Я помню, было время, когда я могла предаваться мечтам в буквальном смысле слова по четыре-пять часов в сутки. И сейчас я с грустью могу сказать, что многие люди, предаваясь мечтам, не замечают своей жизни. Часто мужчина или женщина мечтает об идеальном партнере — они мечтают и мечтают. Но когда жизнь проходит в мечтах и надеждах, что жизнь может предложить нам, тому мужчине или женщине, которые сидят рядом — обычным, ничем не примечательным, — кроме удивления по поводу того, что жизнь уходит, потому что мы надеемся на что-то особенное, на какой-то идеал. Доген Дзэньи как раз и говорит нам о том, что настоящая практика не имеет с этим ничего общего.

И еще раз мы можем сказать, что сидение, дзадзэн — это есть просветление. Почему? Потому что, когда мы сидим, секунда за секундой, это оно и есть. Старый тендзо, разбрасывающий морские водоросли, — это и есть полная страсти жизнь, жизнь, посвященная приготовлению пищи для других людей. По сути все мы постоянно готовим пищу для других. Этой «пищей» может быть печатание на пишущей машинке; это может быть занятие математикой или физикой; это может быть забота о детях. Но проживаем ли мы жизнь именно с такой оценкой своей работы? Или мы постоянно лелеем надежду: «О, что-то должно стать лучше, чем это?» Да, все мы постоянно на что-то надеемся.

Но мы не только питаем надежду, мы, по сути, отдаем свою жизнь этой надежде, этим напрасным мыслям и фантазиям. И если они не «сбываются», мы испытываем беспокойство, даже отчаяние…

Один из моих учеников недавно рассказал мне хорошую историю. Она о человеке, который сидел на крыше, потому что приливная волна проходила через его поселок. Вода доходила уже до крыши, когда появилась спасательная бригада на шлюпках. Они с трудом добрались до него и закричали: «Иди сюда! Садись в лодку!» Но он ответил: «Нет-нет. Меня спасет Бог». Вода поднималась все выше и выше, и он все выше и выше взбирался на крышу. Поток был бурным, но еще одной шлюпке удалось пробраться к нему. Опять его уговаривали сесть в лодку, опять предлагали ему спасение. И опять он ответил: «Нет-нет-нет. Меня спасет Бог! Я молюсь. Бог спасет меня!» Наконец, вода накрыла его почти с головой. Тогда прилетел вертолет. Оттуда позвали: «Иди сюда. Это твой последний шанс! Скорее сюда!» И он снова сказал: «Нет-нет-нет. Меня спасет Бог!» Наконец, вода накрыла его с головой, и он утонул. Он попал на небеса и спросил у Бога с упреком: «Боже, почему ты не попытался спасти меня?» И Бог ответил: «Я пытался.
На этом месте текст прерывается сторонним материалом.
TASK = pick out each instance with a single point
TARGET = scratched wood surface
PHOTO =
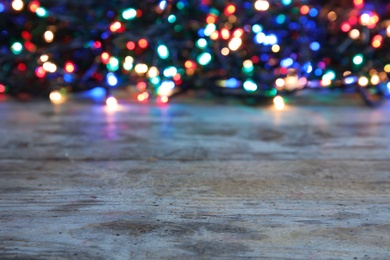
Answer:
(192, 180)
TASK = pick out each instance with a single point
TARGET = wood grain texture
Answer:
(194, 181)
Я послал тебе две шлюпки и вертолет».

Мы тратим массу времени на поиски того, что могли бы назвать настоящим. Но ничего подобного не существует, за исключением каждой секунды, каждого действия, которое мы совершаем в своей жизни. Но тщетная надежда мешает воспринимать и правильно оценивать то, что есть именно здесь и именно сейчас. Так что же для сесина, для дзадзэна означает «не иметь надежды»?

Это означает, конечно, по-настоящему делать дзадзэн, по-настоящему «сидеть». Нет ничего плохого в мечтах и фантазиях. Просто не нужно держаться за них, нужно уметь видеть их нереальность и вовремя отвернуться. Оставайтесь только с тем, что действительно реально: ощущением дыхания, тела, того, что вас окружает.
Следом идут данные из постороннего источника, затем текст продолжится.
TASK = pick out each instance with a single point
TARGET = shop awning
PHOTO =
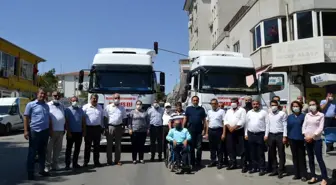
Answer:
(323, 79)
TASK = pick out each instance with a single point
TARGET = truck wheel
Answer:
(8, 129)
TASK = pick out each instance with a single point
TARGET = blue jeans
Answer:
(315, 148)
(37, 143)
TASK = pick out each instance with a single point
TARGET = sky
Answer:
(68, 33)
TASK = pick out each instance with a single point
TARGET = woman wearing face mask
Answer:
(296, 141)
(312, 129)
(138, 129)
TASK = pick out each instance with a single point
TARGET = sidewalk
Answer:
(329, 159)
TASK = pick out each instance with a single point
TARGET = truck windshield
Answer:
(4, 109)
(228, 80)
(114, 80)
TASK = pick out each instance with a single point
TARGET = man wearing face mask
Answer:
(257, 122)
(234, 122)
(117, 118)
(276, 135)
(328, 107)
(195, 121)
(216, 133)
(56, 140)
(166, 118)
(95, 118)
(155, 114)
(76, 127)
(304, 105)
(179, 137)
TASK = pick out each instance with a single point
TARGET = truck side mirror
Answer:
(81, 76)
(189, 77)
(271, 82)
(162, 78)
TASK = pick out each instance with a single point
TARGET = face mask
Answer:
(178, 126)
(139, 107)
(296, 109)
(312, 108)
(274, 108)
(74, 104)
(234, 105)
(248, 105)
(116, 102)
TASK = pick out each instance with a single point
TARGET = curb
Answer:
(317, 167)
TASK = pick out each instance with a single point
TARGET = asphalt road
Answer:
(13, 152)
Никто не хочет отказываться от своих надежд. И, надо быть честным, никто и не собирается отказываться от них от всех сразу. Но могут быть периоды, когда в течение нескольких минут или нескольких часов все остается таким, как оно есть, все течет так, как оно течет. И мы ближе соприкасаемся с тем единственным, что есть всегда, — со своей собственной жизнью.

Итак, если практика проходит таким образом, какое вознаграждение мы получаем? Если практика действительно такова, она охватывает все, что у нас есть. Что мы получаем в результате? Ответ один: ничего. Так что, оставьте надежды. Мы ничего не хотим получить. Мы получим, конечно, собственную жизнь, но мы ее уже получили. Так что не уподобляйтесь моему знакомому, который не смог оценить жизнь и практику. Эта жизнь и есть нирвана. А где же, по вашему мнению, она находится?

Вспомните старого тендзо. Если практика состоит в том, чтобы разбрасывать морские водоросли, значит, никакого другого вознаграждения за это быть не может.

ЛЮБОВЬ

Любовь — это слово, которое не слишком часто упоминается в буддийских текстах. И любовь (сострадание), о которой они говорят, — это не эмоция, по крайней мере, не то, что мы обычно подразумеваем под эмоцией. Это, конечно же, не то, что мы называем «романтической» любовью, которая имеет очень мало отношения к любви. Полезно исследовать, что же такое любовь и как она связана с практикой, поскольку два плода практики — мудрость и сострадание.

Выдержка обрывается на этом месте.